Scrapbookpages Blog

January 6, 2016

Jewish Degenerate art which Hitler hated

Filed under: Dachau, Germany, Holocaust — Tags: , , — furtherglory @ 8:40 am
New Holocaust Museum in Skokie, Illinois

New Holocaust Museum in Skokie, Illinois

You can read about the new Holocaust museum in Skokie in this news article: http://chicagotonight.wttw.com/2016/01/05/architecture-tells-its-own-story-illinois-holocaust-museum

The architecture of the Museum is an example of the “degenerate art” which Hitler hated.

The following quote is from the news article:

Originally opened as a small storefront in Skokie in 1984, the Illinois Holocaust Museum initially came out of a protest to a neo-Nazi rally in the late 1970s. The rally never happened and instead, in 1981, the Holocaust Memorial Foundation of Illinois was formed, largely via the efforts of local survivors.

I previously blogged about “degenerate art” which Hitler hated: https://furtherglory.wordpress.com/2010/04/17/entartete-kunst-degenerate-art/

My photo of artwork at Dachau

My 1998 photo of artwork at Dachau Memorial site

 

My photo of the back side of the Dachau monument

My photo of the back side of the Dachau monument, taken in the rain

The point that I am trying to make here, dear readers, is that there was a vast difference between the thinking of the Jews and the thinking of Hitler and the Nazis.  Hitler wanted the Jews out of Germany because he wanted a country for the German people, not a country for Jews.

This quote is from the beginning of the news article, cited above:

Like Star Wars, the space we’re currently standing in has physical “light” and “dark” sides, says my tour guide, a petite blonde who grew up in Chicago and “geeks out” over all things architecture.

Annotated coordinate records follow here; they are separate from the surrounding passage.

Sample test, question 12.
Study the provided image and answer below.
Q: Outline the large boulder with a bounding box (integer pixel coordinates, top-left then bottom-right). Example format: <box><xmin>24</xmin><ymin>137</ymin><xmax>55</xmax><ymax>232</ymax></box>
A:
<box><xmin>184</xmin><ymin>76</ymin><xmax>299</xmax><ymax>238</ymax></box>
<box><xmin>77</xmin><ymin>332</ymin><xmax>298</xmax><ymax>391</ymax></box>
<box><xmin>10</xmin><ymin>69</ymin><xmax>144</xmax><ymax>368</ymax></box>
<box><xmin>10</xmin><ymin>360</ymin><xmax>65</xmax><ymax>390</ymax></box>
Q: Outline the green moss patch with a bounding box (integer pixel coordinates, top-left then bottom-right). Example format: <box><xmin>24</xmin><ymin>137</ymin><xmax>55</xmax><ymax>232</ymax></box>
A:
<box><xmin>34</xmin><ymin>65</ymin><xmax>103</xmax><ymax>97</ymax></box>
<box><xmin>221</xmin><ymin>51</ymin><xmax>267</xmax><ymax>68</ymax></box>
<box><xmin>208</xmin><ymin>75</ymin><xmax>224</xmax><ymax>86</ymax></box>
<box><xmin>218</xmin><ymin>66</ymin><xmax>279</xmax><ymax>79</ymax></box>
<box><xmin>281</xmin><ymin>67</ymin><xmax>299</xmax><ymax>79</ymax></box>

She’s referring to a critical component of the overarching design of the Illinois Holocaust Museum and Education Center, a building designed by Chicago architect Stanley Tigerman which opened to the public in 2009. The light and dark refer to the architectural experience visitors are meant to have as they move through the museum, beginning with a stark industrial feel at the onset, ultimately moving towards rounded white rooms flooded with natural light. At the time it opened, Chicago Tribune architectural critic Blair Kamin called it both “moving and flawed.”

Today, we’ve just missed the school tours and the building is relatively quiet, save for TVs in the exhibits, many of which contain survivors talking, remembering.